Natural Language Processing for Improved Characterization of COVID-19 Symptoms: Observational Study of 350,000 Patients in a Large Integrated Health Care System

Affiliations
Observational Study

Natural Language Processing for Improved Characterization of COVID-19 Symptoms: Observational Study of 350,000 Patients in a Large Integrated Health Care System

Deborah E Malden et al. JMIR Public Health Surveill. .

Abstract

Background: Natural language processing (NLP) of unstructured text from electronic medical records (EMR) can improve the characterization of COVID-19 signs and symptoms, but large-scale studies demonstrating the real-world application and validation of NLP for this purpose are limited.

Objective: The aim of this paper is to assess the contribution of NLP when identifying COVID-19 signs and symptoms from EMR.

Methods: This study was conducted in Kaiser Permanente Southern California, a large integrated health care system using data from all patients with positive SARS-CoV-2 laboratory tests from March 2020 to May 2021. An NLP algorithm was developed to extract free text from EMR on 12 established signs and symptoms of COVID-19, including fever, cough, headache, fatigue, dyspnea, chills, sore throat, myalgia, anosmia, diarrhea, vomiting or nausea, and abdominal pain.
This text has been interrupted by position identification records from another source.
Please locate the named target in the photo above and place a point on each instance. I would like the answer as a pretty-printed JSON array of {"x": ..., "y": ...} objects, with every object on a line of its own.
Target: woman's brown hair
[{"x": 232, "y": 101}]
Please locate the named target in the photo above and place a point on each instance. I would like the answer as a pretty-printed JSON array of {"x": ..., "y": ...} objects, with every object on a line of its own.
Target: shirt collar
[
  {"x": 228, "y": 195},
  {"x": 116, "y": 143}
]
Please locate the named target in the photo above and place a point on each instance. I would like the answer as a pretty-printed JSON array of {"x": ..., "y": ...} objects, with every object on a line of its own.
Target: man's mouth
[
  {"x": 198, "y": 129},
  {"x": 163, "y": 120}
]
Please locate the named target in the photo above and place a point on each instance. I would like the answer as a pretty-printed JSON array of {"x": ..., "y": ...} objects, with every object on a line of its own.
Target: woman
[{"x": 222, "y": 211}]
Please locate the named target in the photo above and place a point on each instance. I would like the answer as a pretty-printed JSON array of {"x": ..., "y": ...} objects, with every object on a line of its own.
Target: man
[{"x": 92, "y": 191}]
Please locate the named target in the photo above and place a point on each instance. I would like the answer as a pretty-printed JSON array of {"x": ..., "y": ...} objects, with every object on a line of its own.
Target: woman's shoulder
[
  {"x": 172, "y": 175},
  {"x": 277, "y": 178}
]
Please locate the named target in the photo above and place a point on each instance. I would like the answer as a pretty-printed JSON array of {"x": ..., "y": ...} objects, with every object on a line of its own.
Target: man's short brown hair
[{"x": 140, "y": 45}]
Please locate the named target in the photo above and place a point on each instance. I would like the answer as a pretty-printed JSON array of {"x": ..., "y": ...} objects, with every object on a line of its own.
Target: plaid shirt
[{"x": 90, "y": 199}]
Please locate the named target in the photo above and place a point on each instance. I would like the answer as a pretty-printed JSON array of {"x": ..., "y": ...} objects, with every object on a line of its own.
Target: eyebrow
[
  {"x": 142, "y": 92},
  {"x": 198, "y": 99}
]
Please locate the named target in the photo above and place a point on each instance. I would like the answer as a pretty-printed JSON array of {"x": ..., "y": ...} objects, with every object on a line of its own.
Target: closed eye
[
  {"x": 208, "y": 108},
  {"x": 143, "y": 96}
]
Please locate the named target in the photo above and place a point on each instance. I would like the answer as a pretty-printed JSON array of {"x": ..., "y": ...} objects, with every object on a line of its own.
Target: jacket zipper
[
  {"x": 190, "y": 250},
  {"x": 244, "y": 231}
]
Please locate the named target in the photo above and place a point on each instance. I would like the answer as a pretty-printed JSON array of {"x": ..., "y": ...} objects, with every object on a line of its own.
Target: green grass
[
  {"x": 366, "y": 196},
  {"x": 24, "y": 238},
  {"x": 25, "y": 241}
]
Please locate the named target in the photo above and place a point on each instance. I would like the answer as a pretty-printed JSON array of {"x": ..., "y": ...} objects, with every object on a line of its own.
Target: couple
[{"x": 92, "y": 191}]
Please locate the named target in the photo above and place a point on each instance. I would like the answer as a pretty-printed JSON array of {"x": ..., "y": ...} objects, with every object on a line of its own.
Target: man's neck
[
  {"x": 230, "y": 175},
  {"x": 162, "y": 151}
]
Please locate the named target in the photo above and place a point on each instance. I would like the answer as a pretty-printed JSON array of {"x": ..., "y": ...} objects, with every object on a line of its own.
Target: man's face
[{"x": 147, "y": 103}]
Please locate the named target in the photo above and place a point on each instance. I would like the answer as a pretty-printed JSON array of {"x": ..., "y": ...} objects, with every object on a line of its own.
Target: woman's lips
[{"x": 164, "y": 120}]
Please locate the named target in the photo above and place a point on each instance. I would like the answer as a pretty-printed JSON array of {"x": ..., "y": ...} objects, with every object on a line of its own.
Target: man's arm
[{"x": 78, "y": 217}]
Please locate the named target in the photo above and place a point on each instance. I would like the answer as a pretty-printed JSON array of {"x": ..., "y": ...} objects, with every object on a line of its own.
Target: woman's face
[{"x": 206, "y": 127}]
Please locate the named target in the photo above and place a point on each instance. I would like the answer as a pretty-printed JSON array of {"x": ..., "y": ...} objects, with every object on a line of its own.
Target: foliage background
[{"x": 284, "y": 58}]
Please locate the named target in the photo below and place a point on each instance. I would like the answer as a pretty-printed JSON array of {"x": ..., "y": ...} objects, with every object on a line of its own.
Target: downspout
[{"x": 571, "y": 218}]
The proportion of patients reporting each symptom and the corresponding onset dates were described before and after supplementing structured EMR data with NLP-extracted signs and symptoms. A random sample of 100 chart-reviewed and adjudicated SARS-CoV-2-positive cases were used to validate the algorithm performance.

Results: A total of 359,938 patients (mean age 40.4 [SD 19.2] years; 191,630/359,938, 53% female) with confirmed SARS-CoV-2 infection were identified over the study period. The most common signs and symptoms identified through NLP-supplemented analyses were cough (220,631/359,938, 61%), fever (185,618/359,938, 52%), myalgia (153,042/359,938, 43%), and headache (144,705/359,938, 40%). The NLP algorithm identified an additional 55,568 (15%) symptomatic cases that were previously defined as asymptomatic using structured data alone. The proportion of additional cases with each selected symptom identified in NLP-supplemented analysis varied across the selected symptoms, from 29% (63,742/220,631) of all records for cough to 64% (38,884/60,865) of all records with nausea or vomiting. Of the 295,305 symptomatic patients, the median time from symptom onset to testing was 3 days using structured data alone, whereas the NLP algorithm identified signs or symptoms approximately 1 day earlier. When validated against chart-reviewed cases, the NLP algorithm successfully identified signs and symptoms with consistently high sensitivity (ranging from 87% to 100%) and specificity (94% to 100%).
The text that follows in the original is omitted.